Meta introduces two new AI-based video editing features

Emu Video and Emu Edit will help in the posting on Instagram or Facebook
A representational image of an editor editing pictures and video. — Canva
A representational image of an editor editing pictures and video. — Canva

If you post content on Facebook and Instagram quite often and face difficulty at the same time, editing pictures and videos, Meta Platforms has sorted your problem by introducing two new Al-based features — Emu Video and Emu Edit.

These two AI-based features — according to details shared by Reuters — will help in the posting on Instagram or Facebook.

The first feature is called Emu Video and it generates four-second-long videos with a prompt of a caption, photo or an image, paired with a description.

The second feature, Emu Edit, allows users to alter or edit videos with text prompts more easily.

Emu underpins a generative AI technology and AI image editing tools for Instagram that lets one take a photo and change its visual style or background.

Businesses and enterprises in the last year have flocked to the nascent generative AI market for newer capabilities and refining business processes since the launch of OpenAI's ChatGPT late last year.

The social media giant has been making rapid strides in the AI universe. He has become one of its most significant focus points as it looks to compete with other giants such as Microsoft, Alphabet's Google and Amazon.

Functions of the two features:

Emu Edit

According to a statement released by Meta, Emu Edit is capable of free-form editing through instructions, encompassing tasks such as local and global editing, removing and adding a background, colour and geometry transformations, detection and segmentation, and more. 

"Current methods often lean towards either over-modifying or under-performing on various editing tasks. We argue that the primary objective shouldn’t just be about producing a “believable” image. Instead, the model should focus on precisely altering only the pixels relevant to the edit request.," the statement read.

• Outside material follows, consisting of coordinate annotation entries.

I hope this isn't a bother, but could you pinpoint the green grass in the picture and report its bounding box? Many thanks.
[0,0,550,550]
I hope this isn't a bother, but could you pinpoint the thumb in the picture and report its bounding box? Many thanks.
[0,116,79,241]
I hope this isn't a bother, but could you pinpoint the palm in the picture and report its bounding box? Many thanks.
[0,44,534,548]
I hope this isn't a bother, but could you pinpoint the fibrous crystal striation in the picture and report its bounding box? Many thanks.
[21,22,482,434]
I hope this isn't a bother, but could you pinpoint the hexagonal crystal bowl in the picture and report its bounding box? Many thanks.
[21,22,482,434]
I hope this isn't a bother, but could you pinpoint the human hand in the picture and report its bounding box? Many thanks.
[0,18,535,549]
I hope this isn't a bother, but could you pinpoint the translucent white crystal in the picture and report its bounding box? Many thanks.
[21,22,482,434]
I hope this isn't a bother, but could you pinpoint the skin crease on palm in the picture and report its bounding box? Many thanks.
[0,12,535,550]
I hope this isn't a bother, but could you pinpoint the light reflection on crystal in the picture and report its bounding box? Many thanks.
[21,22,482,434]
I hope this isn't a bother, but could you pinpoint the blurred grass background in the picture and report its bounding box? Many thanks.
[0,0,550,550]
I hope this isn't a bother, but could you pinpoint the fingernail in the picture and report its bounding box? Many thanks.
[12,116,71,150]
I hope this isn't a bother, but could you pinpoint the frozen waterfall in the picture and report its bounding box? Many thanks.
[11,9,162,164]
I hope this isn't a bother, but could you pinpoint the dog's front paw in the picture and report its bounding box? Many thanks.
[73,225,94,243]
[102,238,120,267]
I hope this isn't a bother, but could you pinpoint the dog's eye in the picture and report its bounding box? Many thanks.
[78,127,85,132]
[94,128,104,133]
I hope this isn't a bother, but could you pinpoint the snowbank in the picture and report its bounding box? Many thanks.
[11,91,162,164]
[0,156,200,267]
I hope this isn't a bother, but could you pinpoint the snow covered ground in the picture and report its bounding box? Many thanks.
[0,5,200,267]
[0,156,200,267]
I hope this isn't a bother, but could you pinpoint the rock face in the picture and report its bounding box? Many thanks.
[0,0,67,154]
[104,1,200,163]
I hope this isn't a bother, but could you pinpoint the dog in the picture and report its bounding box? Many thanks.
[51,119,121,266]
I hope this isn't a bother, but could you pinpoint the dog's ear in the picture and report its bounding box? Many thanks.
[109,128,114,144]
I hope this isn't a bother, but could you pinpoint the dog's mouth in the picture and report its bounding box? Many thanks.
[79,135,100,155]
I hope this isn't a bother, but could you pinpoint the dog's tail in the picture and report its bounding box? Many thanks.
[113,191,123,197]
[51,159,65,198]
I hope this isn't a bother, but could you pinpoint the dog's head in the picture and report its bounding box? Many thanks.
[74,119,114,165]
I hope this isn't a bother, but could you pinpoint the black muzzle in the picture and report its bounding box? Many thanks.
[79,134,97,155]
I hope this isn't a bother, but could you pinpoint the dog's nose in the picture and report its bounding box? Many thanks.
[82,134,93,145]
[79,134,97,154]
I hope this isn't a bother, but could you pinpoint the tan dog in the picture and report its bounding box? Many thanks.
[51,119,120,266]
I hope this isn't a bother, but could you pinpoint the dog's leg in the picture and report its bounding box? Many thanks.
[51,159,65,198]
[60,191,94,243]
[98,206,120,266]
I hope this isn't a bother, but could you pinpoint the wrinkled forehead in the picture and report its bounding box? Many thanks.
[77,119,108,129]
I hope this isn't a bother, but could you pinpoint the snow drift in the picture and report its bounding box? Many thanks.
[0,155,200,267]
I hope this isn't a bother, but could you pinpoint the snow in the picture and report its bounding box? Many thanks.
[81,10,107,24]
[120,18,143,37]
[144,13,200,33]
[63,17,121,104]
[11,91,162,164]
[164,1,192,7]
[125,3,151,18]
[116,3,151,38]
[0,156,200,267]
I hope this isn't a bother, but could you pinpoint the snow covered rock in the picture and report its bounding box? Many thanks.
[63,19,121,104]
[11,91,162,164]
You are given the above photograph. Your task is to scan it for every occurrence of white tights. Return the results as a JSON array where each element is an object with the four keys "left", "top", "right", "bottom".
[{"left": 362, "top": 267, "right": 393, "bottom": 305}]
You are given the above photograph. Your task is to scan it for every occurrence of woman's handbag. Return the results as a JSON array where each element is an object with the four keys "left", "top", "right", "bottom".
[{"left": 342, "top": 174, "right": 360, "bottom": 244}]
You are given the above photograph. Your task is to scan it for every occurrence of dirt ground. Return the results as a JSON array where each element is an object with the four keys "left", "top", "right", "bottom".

Unlike many generative AI models today, Emu Edit precisely follows instructions, ensuring that pixels in the input image unrelated to the instructions remain untouched. 

Emu Video

With Emu Video, which leverages our Emu model, "we present a simple method for text-to-video generation based on diffusion models." 

This is a unified architecture for video generation tasks that can respond to a variety of inputs: text only, image only, and both text and image. 

Meta stated: "We’ve split the process into two steps: first, generating images conditioned on a text prompt, and then generating video conditioned on both the text and the generated image.

"This “factorised” or split approach to video generation lets us train video generation models efficiently. We show that factorised video generation can be implemented via a single diffusion model. We present critical design decisions, like adjusting noise schedules for video diffusion, and multi-stage training that allows us to directly generate higher-resolution videos."